Chi sostiene che il teatro amatoriale è uno strumento che tutti possono utilizzare potrebbe restare molto sorpreso dalle performances di alcune compagnie che, composte da “attori per amore”, si distinguono dalle altre e rendono bene l’idea della squadra compatta dimostrando di aver assorbito con maestria la caratteristica dei personaggi. E’ il caso de “La Tela”, un gruppo nato nel 1991 in seguito al distaccamento da altre compagnie di Raffaele Ariola, Sabato Romano, Gennaro Rossi e Imma Albarano.

Un percorso che unisce da vent’anni partecipanti di ruolo e include nuovi volti se le esigenze lo richiedono, come per “Caviale e lenticchie”, la commedia in tre tempi di Scarnicci e Tarabusi riproposta al Teatro Comunale di Scisciano in seconda replica la scorsa domenica.
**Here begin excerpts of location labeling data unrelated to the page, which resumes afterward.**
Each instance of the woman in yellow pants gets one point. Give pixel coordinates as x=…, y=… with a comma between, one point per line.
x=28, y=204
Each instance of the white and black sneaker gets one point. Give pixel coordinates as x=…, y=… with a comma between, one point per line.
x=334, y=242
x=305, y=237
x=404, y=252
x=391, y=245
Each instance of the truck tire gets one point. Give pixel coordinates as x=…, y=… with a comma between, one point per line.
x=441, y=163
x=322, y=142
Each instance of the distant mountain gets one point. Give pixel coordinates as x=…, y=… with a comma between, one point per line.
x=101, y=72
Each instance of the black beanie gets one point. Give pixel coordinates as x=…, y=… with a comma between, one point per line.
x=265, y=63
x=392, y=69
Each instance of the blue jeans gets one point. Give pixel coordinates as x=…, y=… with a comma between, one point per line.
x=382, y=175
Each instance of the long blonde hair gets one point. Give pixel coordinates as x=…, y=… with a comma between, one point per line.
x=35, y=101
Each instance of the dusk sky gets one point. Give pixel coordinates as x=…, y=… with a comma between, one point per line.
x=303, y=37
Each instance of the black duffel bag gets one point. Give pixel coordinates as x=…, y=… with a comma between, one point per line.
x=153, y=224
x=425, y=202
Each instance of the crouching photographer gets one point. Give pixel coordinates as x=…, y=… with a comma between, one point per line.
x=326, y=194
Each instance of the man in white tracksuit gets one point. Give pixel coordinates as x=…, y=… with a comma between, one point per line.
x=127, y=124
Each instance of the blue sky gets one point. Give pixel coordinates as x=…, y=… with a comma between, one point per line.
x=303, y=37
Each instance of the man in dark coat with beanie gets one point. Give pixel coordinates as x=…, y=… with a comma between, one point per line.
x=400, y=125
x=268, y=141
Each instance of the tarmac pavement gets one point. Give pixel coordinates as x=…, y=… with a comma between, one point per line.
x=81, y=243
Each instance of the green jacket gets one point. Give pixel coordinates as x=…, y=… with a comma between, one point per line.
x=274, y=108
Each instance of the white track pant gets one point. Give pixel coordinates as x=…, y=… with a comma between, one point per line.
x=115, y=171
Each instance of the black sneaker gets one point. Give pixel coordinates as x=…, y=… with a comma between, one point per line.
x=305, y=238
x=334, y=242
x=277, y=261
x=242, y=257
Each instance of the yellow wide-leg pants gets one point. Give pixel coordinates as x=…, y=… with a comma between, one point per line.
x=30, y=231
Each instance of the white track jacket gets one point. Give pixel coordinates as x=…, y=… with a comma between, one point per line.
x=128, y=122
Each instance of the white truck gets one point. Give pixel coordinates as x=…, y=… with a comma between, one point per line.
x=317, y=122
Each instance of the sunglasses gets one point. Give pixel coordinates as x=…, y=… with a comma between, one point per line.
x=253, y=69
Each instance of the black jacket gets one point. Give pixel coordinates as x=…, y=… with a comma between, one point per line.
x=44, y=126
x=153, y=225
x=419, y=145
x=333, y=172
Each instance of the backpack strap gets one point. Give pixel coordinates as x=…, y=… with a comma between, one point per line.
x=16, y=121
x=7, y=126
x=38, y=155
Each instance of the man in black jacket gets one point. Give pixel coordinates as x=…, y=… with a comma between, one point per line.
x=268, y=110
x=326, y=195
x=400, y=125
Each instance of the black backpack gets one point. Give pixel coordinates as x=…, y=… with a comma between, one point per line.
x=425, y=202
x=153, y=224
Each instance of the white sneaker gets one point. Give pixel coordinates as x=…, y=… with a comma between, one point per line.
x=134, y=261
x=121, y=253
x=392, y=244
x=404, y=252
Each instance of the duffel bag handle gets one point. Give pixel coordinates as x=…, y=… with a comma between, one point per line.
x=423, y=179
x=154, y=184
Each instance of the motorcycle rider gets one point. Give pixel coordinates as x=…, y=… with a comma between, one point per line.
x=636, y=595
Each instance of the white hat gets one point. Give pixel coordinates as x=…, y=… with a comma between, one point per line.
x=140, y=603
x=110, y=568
La prima delle tre serate, infatti, rientra nel programma della rassegna che parte a settembre e termina a maggio; le successive due hanno convalidato il consenso per “La Tela”, seguita con grande partecipazione dal pubblico non solo locale, registrando il “tutto esaurito”. Un traguardo accolto con entusiasmo dalla compagnia, soprattutto in occasione della diciottesima recita con un lavoro d’impatto, che ha saputo coinvolgere da subito la platea.
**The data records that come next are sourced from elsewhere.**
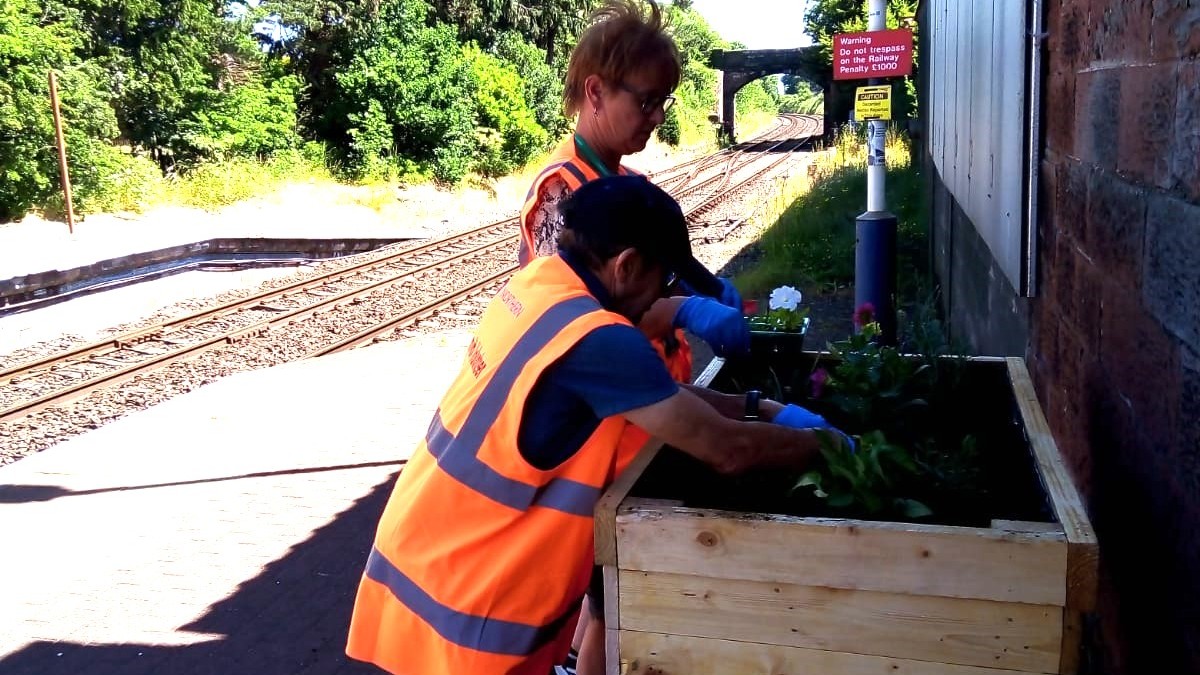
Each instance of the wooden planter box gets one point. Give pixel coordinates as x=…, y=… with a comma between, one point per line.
x=707, y=591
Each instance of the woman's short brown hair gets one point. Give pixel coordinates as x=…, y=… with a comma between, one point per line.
x=621, y=40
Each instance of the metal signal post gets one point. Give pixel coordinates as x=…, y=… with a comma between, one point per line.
x=875, y=251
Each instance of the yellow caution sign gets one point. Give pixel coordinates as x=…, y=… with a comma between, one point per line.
x=873, y=102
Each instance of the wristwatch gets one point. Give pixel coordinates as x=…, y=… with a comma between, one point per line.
x=751, y=410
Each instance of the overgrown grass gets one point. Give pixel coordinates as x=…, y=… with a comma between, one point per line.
x=137, y=185
x=811, y=240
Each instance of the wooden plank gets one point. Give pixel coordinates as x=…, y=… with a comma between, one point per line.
x=657, y=653
x=1072, y=637
x=964, y=632
x=612, y=663
x=605, y=514
x=611, y=597
x=924, y=560
x=1083, y=554
x=1026, y=526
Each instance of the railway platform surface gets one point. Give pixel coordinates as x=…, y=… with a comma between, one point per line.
x=219, y=532
x=35, y=245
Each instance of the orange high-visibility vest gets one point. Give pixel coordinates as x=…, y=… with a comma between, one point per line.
x=480, y=560
x=573, y=169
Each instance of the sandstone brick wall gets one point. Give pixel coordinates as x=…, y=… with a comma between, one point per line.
x=1115, y=330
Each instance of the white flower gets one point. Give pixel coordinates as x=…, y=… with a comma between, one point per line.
x=785, y=298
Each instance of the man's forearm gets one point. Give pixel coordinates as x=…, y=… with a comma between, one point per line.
x=769, y=444
x=733, y=405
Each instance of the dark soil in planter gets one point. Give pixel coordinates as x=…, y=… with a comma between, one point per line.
x=1003, y=482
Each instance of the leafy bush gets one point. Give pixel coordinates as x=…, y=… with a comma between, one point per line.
x=669, y=131
x=31, y=43
x=420, y=81
x=508, y=133
x=255, y=119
“Salvatore Lamanna vive nell’indigenza. Forte della sua fantasia riesce a sopravvivere con la sua professione di finto invitato”, scrive nella lettera di accompagnamento alla commedia Giuseppe La Rezza, assessore alle Politiche sociali del Comune di Scisciano in veste di coordinatore della regia di “Caviale e lenticchie”.

E’ Salvatore (Raffaele Ariola) a decidere il destino delle donne in casa: la rigorosa moglie Valeria (Imma Albarano), l’energica sorella Matilde (Rosa Franzese) e la sognatrice figlia Fiorella (Angela Terracciano).

La miseria e il desiderio di riscatto sociale spingono gli attori a cambiare identità, mentre Salvatore e l’imposto finto marito di Valeria, Antonio (Carlo Ambrosino), fittano per una notte il cadavere di Alessio (che si rivela ancora vivo); Raimondo (Paolo Candela) si occupa di gestire al meglio per sé gli affari della ricca Ilona (Antonietta Falco) e del barone (Gennaro Rossi); il vecchio e pluriafflitto bersagliere, nonno Simeone, canta “Faccetta nera”, e la storia d’amore tra Fiorella e il giovanotto aristocratico Roberto (Livio Catanese) fa da cornice alla commedia degli inganni e della finzione.

La gestualità è vigorosa, le voci arrivano piene di volontà di cambiamento rispetto alla condizione sociale di partenza, e le musiche sono adattate al movimento accelerato dei personaggi sul palco. Un ritmo che si risolve alla fine del terzo atto con la “verità” che Salvatore ha compreso, con l’agnitio che vede ogni pedina tornare al proprio posto. Tutto viene spiegato, come nella vita di ogni giorno.

E’ evidente, Scisciano possiede intrinseca l’arte della rappresentazione teatrale tanto da avvertire la necessità di fondare ben cinque gruppi amatoriali, un totale di cento persone impegnate, e l’iscrizione all’E.A.T. (Ente Autonomo del Teatro).

L’assessorato alla Cultura con l’amministratore Ambrosino sono fieri di diffondere uno strumento di veicolazione dei principi e valori italiani a due passi dalla celebrazione del 150° anniversario dell’Unità. Così si supporta quella tela che nel periodo buio, di assenza del teatro a Scisciano, voleva rappresentare una nuova luce e che ha promosso anche i dogmi sinceri della famiglia.